Tuesday, June 18, 2013

My Feet Will Wonder Towards Adventure

Right now, I am able to look at my life and the things God is doing... and actually appreciate it! You know how some times we can miss what God is really doing in our lives? And the only way we really see the hand of God working in and through our lives is when we look back to past experiences and say, "Wow, I couldn't even see what God was doing." I know that I can't see all of His greatness working in my life, but I can see and even feel a lot of what He is doing. It is truly inspiring. To have a personal relationship with my Savior.

I was recently blessed with the chance to get out of town for a long weekend trip to Utah. I was mainly visiting my sister and my brother-in-law but had the chance to visit the church they are helping start. I have lots of amazing friends out in Salt Lake City who are serving Jesus, so it was incredible to spend time with them as well! I knew the trip would be a nice chance for me to get away, I just didn't realize how much it would impact me. But I was in for a wonderful surprise!

Since my sister was working a few nights when I was there, I had a chance to go to coffee shops and relax. I actually took that free time I had to read this book called, "The Next Generation Leader" (Which I sincerely love!) and I also spent that time, dreaming, praying, editing photos, updating my new phone, and driving around a new town. I am a sucker for adventure. I enjoyed my time in Utah so much. I love driving places and not completely knowing where I am going. I love the new views, smells, people, and atmospheres I got to experience. This trip did wonders. While I was spending time just talking with God, I could feel Him start to pour dreams and goals in my life that I have kind of left on the wayside. I have found this new appreciation for traveling. Like this undeniable, gonna die if I don't do it, kind of traveling. I feel like I have finally come full circle with some of the tough situations I have gone through these past 6  months. And I can finally see the light at the end of the tunnel, and it is a beautiful site to see! I would not be where I am if it wasn't for the unconditional love of my family and close friends and my ever growing relationship with Jesus. It is humbling.

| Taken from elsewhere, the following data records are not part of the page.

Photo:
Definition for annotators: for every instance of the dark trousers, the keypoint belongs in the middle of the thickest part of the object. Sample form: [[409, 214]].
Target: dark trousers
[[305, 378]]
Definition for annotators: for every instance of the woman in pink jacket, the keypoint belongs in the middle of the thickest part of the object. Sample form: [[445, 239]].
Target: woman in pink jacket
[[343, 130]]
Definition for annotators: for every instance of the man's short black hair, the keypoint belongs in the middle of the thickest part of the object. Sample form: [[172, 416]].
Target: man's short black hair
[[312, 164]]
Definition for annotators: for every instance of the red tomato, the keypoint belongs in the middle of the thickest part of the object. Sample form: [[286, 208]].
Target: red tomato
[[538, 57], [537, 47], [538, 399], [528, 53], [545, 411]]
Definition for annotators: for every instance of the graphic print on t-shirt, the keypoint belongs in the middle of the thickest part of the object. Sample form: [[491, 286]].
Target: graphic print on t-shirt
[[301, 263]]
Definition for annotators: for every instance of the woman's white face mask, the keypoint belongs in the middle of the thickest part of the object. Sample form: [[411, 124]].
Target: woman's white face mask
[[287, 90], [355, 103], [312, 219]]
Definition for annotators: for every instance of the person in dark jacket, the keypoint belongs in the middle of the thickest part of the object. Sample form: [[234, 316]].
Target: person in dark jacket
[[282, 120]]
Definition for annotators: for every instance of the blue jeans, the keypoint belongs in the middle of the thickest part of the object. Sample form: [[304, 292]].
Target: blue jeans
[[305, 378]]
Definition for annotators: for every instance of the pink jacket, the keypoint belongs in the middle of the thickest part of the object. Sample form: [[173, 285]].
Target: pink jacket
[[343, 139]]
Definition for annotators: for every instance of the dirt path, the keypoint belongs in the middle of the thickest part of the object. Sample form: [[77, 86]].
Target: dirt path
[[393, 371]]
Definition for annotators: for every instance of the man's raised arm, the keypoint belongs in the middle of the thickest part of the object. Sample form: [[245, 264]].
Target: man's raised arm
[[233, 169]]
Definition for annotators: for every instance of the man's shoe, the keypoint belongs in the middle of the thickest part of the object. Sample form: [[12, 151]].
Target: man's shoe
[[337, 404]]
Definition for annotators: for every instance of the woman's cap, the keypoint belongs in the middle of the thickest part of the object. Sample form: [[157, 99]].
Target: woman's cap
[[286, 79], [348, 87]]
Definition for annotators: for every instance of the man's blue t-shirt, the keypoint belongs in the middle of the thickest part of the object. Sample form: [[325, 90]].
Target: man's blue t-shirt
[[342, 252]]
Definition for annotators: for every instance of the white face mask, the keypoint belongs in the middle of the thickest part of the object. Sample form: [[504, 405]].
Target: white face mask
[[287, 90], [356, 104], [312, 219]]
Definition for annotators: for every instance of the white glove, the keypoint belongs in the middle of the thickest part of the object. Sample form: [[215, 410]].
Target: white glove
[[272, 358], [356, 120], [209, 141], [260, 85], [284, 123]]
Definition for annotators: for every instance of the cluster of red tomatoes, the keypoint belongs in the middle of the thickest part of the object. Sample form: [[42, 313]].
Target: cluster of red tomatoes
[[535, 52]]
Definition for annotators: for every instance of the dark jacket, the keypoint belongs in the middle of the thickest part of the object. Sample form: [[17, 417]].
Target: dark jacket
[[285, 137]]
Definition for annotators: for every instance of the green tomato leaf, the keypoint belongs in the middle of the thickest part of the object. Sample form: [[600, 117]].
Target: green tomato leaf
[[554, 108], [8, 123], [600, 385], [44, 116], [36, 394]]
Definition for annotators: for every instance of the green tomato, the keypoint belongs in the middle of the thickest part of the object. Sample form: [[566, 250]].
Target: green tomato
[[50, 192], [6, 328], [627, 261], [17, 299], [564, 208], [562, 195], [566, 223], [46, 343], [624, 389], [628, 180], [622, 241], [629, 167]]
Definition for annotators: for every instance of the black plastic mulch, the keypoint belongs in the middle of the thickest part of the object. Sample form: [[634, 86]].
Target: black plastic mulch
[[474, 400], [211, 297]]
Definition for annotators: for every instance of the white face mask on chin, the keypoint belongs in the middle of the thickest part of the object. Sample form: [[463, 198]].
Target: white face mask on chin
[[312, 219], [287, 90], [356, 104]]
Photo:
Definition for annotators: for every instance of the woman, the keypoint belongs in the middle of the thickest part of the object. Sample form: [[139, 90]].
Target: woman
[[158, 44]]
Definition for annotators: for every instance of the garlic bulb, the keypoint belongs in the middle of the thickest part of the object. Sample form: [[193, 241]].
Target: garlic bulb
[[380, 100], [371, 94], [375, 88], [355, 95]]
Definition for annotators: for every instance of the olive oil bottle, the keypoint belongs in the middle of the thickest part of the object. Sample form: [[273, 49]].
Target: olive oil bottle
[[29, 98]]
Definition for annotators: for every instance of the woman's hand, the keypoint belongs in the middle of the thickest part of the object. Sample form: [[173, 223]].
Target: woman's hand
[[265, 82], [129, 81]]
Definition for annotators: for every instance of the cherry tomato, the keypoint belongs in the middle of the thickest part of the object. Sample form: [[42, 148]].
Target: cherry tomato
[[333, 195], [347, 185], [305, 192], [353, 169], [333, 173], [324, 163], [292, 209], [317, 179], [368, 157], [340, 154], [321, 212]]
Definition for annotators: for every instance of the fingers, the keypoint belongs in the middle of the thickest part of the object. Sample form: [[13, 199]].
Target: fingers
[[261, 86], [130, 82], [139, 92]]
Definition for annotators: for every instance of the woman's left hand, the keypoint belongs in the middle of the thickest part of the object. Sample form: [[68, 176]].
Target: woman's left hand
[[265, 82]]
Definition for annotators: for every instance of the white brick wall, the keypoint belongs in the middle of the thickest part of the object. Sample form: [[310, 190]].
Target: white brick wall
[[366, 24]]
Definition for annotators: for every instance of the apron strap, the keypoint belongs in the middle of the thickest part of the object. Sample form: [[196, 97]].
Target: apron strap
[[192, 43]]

So as I start to learn how God will have these crazy dreams pan-out, I will be prayerfully expectant for the new and exciting, while remembering the importance of my "now." Remembering that my current life is just as crucial to the big picture as anything else that will happen in my future!

Oh goodness. I am so excited to be alive and living out my dreams.

I give everything over to You Lord

Tuesday, June 11, 2013

Standing Still & Waiting


At one point I stood still in the crowd at the Hillsong concert, I just attended. I could literally feel the excitement run through my blood stream. My dreams and visions flashed before me. The art, design, music, and lights on the stage set fueled even more thoughts and ideas within me. My passion was met with a flood of inspiration. I am trying to find a beautiful balance between staying consistent with what is in front of me while also looking ahead to what doors are opening in the future. I often feel antsy with where I am in life. There is this undeniable urge for adventure. To experience something new and to see the world around me. This whole post may sound cliché, but I have been feeling like I want to start and build and pursue my dreams. I have an itch to encounter something unfamiliar, something new and uncertain. I feel like there is something awaiting me that is just around the corner, but I am blind to what it is. I have no idea what the next season of life looks like, but I have tons of things stirring inside me.

While I am ready to embark on the next journey that is ahead of me, I have noticed that some of my thoughts have been making me feel a little "tied down." I want to start an Urban Art Center, I want to reach the lost and broken people, I want to dance again, I want to travel to different states or different countries, but I can't help but feel a little less excited knowing I will be doing it on my own. I so desperately want my best friend to do all of these things with me. & When I say "best friend" I really mean husband. I just want to collide ideas with someone who is just as passionate and thrilled about living this life intentionally and having fun along the way. I am not the kind of girl to "wait around" for a guy (as I mentioned in my previous post), but I can't help but feel a desire to work hand in hand with my best friend and to do each life adventure together.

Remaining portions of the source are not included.